I'm brand new to the concept of database administration, so I have no basis for what to expect. I am working with approximately 100GB of data in the form of five different tables. Descriptions of the data, as well as the first few rows of each file, can be found here.
I'm currently just working with the flows
tables in an effort to gauge performance. Here is the results from \d flows
:
Table "public.flows"
Column | Type | Modifiers
------------+-------------------+-----------
time | real |
duration | real |
src_comp | character varying |
src_port | character varying |
dest_comp | character varying |
dest_port | character varying |
protocol | character varying |
pkt_count | real |
byte_count | real |
Indexes:
"flows_dest_comp_idx" btree (dest_comp)
"flows_dest_port_idx" btree (dest_port)
"flows_protocol_idx" btree (protocol)
"flows_src_comp_idx" btree (src_comp)
"flows_src_port_idx" btree (src_port)
Here is the results from EXPLAIN ANALYZE SELECT src_comp, COUNT(DISTINCT dest_comp) FROM flows GROUP BY src_comp;
, which I thought would be a relatively simple query:
GroupAggregate (cost=34749736.06..35724568.62 rows=200 width=64) (actual time=1292299.166..1621191.771 rows=11154 loops=1)
Group Key: src_comp
-> Sort (cost=34749736.06..35074679.58 rows=129977408 width=64) (actual time=1290923.435..1425515.812 rows=129977412 loops=1)
Sort Key: src_comp
Sort Method: external merge Disk: 2819360kB
-> Seq Scan on flows (cost=0.00..2572344.08 rows=129977408 width=64) (actual time=26.842..488541.987 rows=129977412 loops=1)
Planning time: 6.575 ms
Execution time: 1636290.138 ms
(8 rows)
If I'm interpreting this correctly (which I might not be since I'm new to PSQL), it's saying that my query would take almost 30 minutes to execute, which is much, much longer than I would expect. Even with ~130 million rows.
My computer is running with an 8th-gen i7 quad-core CPU, 16GBs of RAM, and a 2TB HDD (full specs can be found here).
My questions then are: 1) is this performance to be expected, and 2) is there anything I can do to speed it up, other than buying an external SSD?
1 - src_comp and dest_comp, which are used by the query, are both indexed. However, they are indexed independently. If you had an index of 'src_comp, dest_comp' then there is a possibility that the database could process this all via indexes, eliminating a full table scan.
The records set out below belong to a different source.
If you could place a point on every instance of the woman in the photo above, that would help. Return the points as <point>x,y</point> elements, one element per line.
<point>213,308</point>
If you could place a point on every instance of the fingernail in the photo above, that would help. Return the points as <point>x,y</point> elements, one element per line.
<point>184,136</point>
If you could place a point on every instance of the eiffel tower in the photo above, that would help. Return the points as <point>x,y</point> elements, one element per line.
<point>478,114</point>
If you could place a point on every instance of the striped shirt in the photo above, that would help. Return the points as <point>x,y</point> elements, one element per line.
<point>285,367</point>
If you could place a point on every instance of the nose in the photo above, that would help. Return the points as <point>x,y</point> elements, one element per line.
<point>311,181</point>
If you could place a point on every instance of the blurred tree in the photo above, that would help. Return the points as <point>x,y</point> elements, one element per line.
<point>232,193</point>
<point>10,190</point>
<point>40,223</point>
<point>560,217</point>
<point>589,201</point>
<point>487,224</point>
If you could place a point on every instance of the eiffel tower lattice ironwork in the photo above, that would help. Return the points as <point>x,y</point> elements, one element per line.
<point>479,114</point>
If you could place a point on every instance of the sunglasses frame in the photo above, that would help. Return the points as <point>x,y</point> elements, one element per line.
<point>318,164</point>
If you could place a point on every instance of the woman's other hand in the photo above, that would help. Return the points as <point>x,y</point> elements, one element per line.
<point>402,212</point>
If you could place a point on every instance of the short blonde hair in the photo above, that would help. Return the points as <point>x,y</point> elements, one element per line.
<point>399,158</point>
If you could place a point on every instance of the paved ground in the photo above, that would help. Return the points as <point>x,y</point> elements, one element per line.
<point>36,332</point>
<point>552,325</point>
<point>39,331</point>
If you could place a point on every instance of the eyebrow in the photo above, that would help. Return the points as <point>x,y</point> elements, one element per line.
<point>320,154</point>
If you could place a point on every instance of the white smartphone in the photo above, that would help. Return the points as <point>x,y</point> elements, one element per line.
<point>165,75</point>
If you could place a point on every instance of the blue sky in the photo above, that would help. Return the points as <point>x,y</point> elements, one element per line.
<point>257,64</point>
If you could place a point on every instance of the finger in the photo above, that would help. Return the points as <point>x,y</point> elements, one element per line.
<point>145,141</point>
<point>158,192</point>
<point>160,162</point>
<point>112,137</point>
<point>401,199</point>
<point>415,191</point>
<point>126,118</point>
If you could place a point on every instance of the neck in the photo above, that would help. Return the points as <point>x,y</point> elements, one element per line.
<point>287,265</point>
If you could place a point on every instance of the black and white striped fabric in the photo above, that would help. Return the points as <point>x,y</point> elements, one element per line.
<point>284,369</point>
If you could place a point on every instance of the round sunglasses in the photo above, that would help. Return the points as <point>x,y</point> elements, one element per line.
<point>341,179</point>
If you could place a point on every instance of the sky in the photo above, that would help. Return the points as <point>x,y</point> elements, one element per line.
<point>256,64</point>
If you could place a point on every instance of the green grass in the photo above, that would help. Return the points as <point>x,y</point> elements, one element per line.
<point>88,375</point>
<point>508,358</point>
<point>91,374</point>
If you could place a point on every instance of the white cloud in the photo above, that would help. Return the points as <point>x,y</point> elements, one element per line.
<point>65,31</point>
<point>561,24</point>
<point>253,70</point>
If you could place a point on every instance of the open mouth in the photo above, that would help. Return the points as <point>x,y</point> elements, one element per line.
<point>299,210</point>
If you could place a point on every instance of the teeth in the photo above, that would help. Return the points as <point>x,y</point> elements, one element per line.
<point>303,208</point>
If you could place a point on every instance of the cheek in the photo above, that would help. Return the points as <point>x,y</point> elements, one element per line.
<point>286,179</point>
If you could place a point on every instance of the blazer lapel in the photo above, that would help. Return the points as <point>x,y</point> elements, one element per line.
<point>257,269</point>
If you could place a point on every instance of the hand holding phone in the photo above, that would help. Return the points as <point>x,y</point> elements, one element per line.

2 - src_comp and dest_comp are character varying. That is NOT a good thing for indexed fields, unless necessary. What are these values really? Numbers? IP addresses? Computer network names? If there is a relatively finite number of these items and they can be identified as they are added to the database, change them to integers that are used as foreign keys into other tables. That will make a HUGE difference in this query. If they can't be stored that way, but they at least have a definite finite length - e.g., 15 characters for IPv4 addresses in dotted quad format - then set a maximum length for the fields, which should help some.